そして、海東が連れてきた助っ人は彼女だけではない。
海東の隣に次々と並び立つ参加者たち。
「悪いわね。まどかを危険に晒す要素を排除するためなら、私はどんな手でも使うわ」
「今回は協力してあげる。マスターの命令でもあるし……」
「フン……ムーの力以外に、オレが負けるはずがない」
「アブラミー様だ! オレ様は強い!」
「ほむらちゃん! リゲル! ソロ……! それに……!」
彼女たちに並ぶ、ローブの男。
以前邪神イリスと戦った時、一瞬だけ力を貸してくれたサーヴァントだということは、ハルトもよく覚えている。
「あの人は、ムーの……!」
唯一、来てくれた者の中で面識がない、アブラミーと名乗った人物。
それは、可奈美が知っているようだった。
「何人来ようが、参加者共など敵ではない! そして……」
アマダムは、その凶悪な眼をハルトに向ける。
「所詮、悪は悪! 怪物に、変わることなどできん! 松菜ハルト……貴様も所詮ファントムでしかない!」
「違う」
その時。
ピシャリと、士が言い放つ。
その瞬間、彼の言葉以外の、全ての音が止まった。
「ある男が言っていた。

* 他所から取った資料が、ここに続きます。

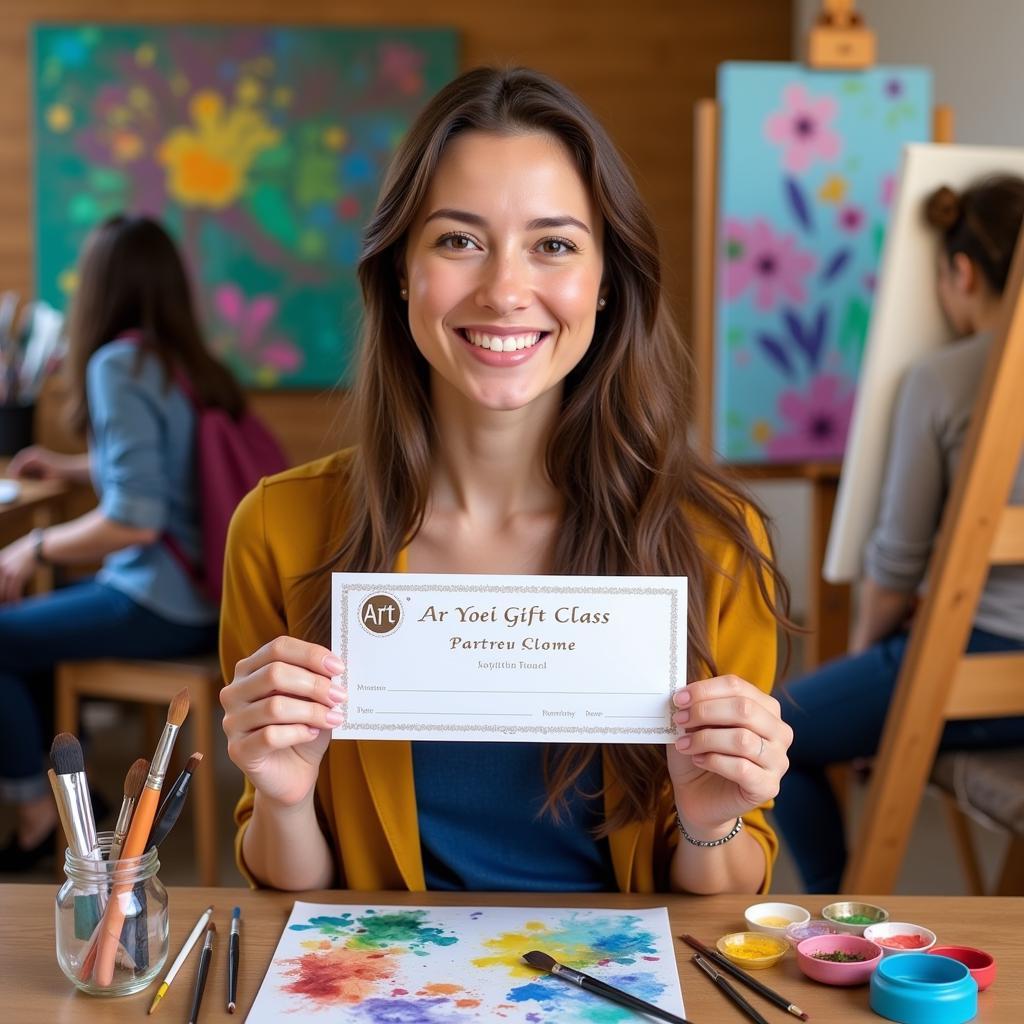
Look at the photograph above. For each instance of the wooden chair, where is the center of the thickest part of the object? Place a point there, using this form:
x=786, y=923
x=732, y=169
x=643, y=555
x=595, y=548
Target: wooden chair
x=155, y=683
x=986, y=785
x=938, y=681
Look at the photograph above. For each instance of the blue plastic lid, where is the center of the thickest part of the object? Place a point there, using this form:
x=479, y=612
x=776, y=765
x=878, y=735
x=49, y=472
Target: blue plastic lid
x=919, y=988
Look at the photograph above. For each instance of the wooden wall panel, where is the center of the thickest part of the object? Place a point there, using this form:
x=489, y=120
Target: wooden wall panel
x=640, y=65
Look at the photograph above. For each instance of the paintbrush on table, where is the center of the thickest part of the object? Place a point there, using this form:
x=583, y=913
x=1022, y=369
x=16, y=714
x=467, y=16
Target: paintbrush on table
x=543, y=962
x=739, y=974
x=727, y=990
x=110, y=928
x=170, y=809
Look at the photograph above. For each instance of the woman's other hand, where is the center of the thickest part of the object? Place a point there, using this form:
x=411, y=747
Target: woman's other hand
x=280, y=711
x=731, y=756
x=38, y=463
x=17, y=562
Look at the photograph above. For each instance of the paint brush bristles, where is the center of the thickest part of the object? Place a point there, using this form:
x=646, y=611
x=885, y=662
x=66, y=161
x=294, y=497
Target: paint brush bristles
x=178, y=709
x=66, y=753
x=135, y=843
x=134, y=781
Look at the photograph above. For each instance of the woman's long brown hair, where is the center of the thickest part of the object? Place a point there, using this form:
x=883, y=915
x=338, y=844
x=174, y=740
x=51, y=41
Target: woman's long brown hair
x=619, y=454
x=132, y=279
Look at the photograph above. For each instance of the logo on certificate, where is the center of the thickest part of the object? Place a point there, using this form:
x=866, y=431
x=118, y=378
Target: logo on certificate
x=380, y=614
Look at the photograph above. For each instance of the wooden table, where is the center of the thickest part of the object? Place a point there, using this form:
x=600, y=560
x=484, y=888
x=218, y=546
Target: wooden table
x=39, y=504
x=32, y=987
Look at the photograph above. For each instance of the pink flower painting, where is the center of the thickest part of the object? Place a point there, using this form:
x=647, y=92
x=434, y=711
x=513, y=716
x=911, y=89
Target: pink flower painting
x=771, y=264
x=803, y=128
x=815, y=422
x=250, y=321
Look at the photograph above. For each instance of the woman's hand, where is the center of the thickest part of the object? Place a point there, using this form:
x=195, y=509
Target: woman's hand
x=38, y=463
x=280, y=711
x=17, y=562
x=732, y=754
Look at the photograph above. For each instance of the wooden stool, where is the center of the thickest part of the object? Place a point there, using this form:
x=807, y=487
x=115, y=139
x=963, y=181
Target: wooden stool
x=156, y=683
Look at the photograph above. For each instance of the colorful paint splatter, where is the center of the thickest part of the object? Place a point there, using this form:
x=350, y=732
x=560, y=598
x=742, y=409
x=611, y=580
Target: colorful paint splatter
x=799, y=247
x=260, y=147
x=461, y=965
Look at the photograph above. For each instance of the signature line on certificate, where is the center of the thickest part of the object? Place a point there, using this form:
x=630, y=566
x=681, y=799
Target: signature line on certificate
x=603, y=693
x=448, y=714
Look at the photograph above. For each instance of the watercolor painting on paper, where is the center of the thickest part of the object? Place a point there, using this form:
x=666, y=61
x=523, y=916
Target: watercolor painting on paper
x=460, y=965
x=261, y=147
x=807, y=171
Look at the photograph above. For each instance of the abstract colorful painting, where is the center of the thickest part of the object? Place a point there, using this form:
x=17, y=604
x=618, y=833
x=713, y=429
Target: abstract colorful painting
x=807, y=170
x=260, y=147
x=460, y=965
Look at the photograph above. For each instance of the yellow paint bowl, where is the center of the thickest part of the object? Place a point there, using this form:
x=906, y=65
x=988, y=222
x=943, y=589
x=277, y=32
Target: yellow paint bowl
x=753, y=950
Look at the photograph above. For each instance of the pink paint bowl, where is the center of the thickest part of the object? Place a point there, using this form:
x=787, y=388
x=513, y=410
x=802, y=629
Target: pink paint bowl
x=899, y=937
x=980, y=964
x=837, y=973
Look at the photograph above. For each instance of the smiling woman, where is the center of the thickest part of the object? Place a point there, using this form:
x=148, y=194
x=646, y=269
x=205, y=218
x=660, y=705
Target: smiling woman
x=520, y=401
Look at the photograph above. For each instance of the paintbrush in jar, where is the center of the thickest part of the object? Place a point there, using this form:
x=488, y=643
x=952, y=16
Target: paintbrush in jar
x=170, y=809
x=134, y=781
x=135, y=844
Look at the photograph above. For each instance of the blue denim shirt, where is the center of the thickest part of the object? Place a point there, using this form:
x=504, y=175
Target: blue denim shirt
x=478, y=806
x=142, y=461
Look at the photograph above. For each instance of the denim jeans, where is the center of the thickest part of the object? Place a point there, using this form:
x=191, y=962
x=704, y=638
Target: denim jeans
x=837, y=714
x=86, y=621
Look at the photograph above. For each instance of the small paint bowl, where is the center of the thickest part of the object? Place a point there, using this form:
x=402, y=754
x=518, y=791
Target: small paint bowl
x=922, y=988
x=832, y=972
x=899, y=937
x=753, y=950
x=980, y=964
x=774, y=919
x=867, y=912
x=811, y=930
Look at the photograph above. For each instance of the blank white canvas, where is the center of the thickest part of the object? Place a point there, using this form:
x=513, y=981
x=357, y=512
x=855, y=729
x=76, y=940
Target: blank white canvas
x=906, y=324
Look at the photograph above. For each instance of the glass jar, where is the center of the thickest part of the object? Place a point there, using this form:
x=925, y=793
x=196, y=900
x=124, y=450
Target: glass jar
x=80, y=905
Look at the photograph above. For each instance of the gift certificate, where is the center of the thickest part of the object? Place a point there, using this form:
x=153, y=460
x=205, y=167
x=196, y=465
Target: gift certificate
x=509, y=657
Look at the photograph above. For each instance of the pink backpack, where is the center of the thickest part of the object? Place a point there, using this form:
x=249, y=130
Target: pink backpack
x=231, y=457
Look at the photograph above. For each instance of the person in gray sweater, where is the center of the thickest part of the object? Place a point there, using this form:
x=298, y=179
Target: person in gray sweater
x=838, y=712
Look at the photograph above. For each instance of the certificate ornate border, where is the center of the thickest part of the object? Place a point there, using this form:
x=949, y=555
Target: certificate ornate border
x=655, y=732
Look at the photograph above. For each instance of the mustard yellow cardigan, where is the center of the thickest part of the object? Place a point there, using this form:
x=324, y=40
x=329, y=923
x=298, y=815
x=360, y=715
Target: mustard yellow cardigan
x=366, y=793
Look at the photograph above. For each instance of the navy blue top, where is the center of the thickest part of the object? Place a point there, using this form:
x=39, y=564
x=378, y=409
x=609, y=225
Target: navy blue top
x=478, y=806
x=142, y=462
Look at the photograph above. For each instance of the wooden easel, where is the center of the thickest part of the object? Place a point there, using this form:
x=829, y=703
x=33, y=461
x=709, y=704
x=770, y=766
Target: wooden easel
x=839, y=40
x=938, y=681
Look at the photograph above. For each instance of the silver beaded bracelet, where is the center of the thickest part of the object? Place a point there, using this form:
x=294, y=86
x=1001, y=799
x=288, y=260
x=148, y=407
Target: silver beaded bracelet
x=705, y=843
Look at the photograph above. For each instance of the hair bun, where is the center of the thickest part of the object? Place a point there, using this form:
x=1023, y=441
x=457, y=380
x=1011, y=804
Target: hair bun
x=943, y=208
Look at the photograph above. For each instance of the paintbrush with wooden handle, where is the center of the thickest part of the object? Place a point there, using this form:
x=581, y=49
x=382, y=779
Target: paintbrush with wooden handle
x=138, y=833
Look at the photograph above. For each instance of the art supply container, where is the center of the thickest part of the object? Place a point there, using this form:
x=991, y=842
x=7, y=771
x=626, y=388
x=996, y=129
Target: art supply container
x=752, y=950
x=80, y=902
x=899, y=937
x=774, y=919
x=853, y=918
x=15, y=427
x=921, y=988
x=830, y=972
x=980, y=964
x=811, y=930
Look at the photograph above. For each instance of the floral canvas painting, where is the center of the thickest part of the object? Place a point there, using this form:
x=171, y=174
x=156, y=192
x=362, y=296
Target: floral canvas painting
x=261, y=148
x=408, y=965
x=807, y=170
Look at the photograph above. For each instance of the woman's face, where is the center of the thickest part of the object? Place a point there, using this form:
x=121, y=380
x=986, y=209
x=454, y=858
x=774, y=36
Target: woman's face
x=503, y=265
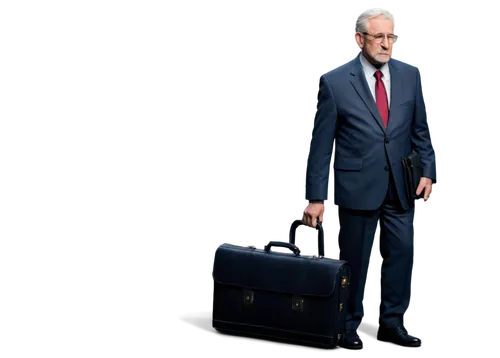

自分が、最後の希望だと……」
彼はそのまま、ハルトの前に立つ。
「だがそいつは、特別な存在ではない。ただの人間が、ただの事件に巻き込まれ、超常の力を手にした」
誰のことだろう。
そう、ハルトが考えている間にも、士の言葉は続く。
「ここにも、同じように自らを奮い立たせ、他の誰かのために戦う男がいる。奴とは真逆に、怪物という特別な存在でありながら、普通の人間を装い、人間のために戦う男が」
士の語気は、とても強い。
聞くだけで、あたかも彼に圧倒されるようだった。
「お前にこの男を止めることはできない。アイツと同じく、誰かのために必死で戦う、誰かのために自らの苦しみに仮面を付けて笑顔を見せるコイツにはな! そうやって、誰かの笑顔を守ることを……」
士は、少しだけハルトへ振り向く。
「希望って、言うんだ」
「希望……」
その言葉は、ハルトの正体とは真逆の言葉。
だが同時に、ハルトの本質でもあるように思えた。
「黙れ……っ!」
アマダムは、吠える。
あれだけ大きな姿になったのに、怒鳴る彼の姿には、どことなく人間態の姿さえも浮かび上がって見えた。
「おのれディケイド! お前は一体、何なんだ!?」
その言葉を受けて、士はにやりと笑みを浮かべた。
ディケイドが描かれたカードを取り出し、堂々と返す。
それは、何十何百何千、彼が訪れた全ての世界で、悪へ向けて放った言葉だった。
「通りすがりの仮面ライダーだ。覚えておけ! 変身!」
士がカードをディケイドライバーに装填するのと同じく、ハルトもまた指輪の装飾を下ろす。それが次々に広まり、その場にいる全員がその力を発動させた。
「変身!」
「変身!」
「変~身!」
「写シ!」
「Balwisyall nescell gungnir tron」
「行くよ、牛鬼!」
「……行くわよ」
「イグニッション!」
「どうか、安寧な記憶を」
「電波変換!」
聖杯戦争の参加者たちは、同時にそれぞれの変身が開始される。
ウィザードの巨大な魔法陣が発生。それは、参加者たち全員を覆いつくしていく。
それが、全体の変身を促すように通過した時。
その場は、ウィザード フレイムドラゴンを中心に。
多くの参加者たちが並んでいた。
「行くよ……皆!」
ウィザードとともに。
全ての参加者は、アマダムへ駆けだしていった。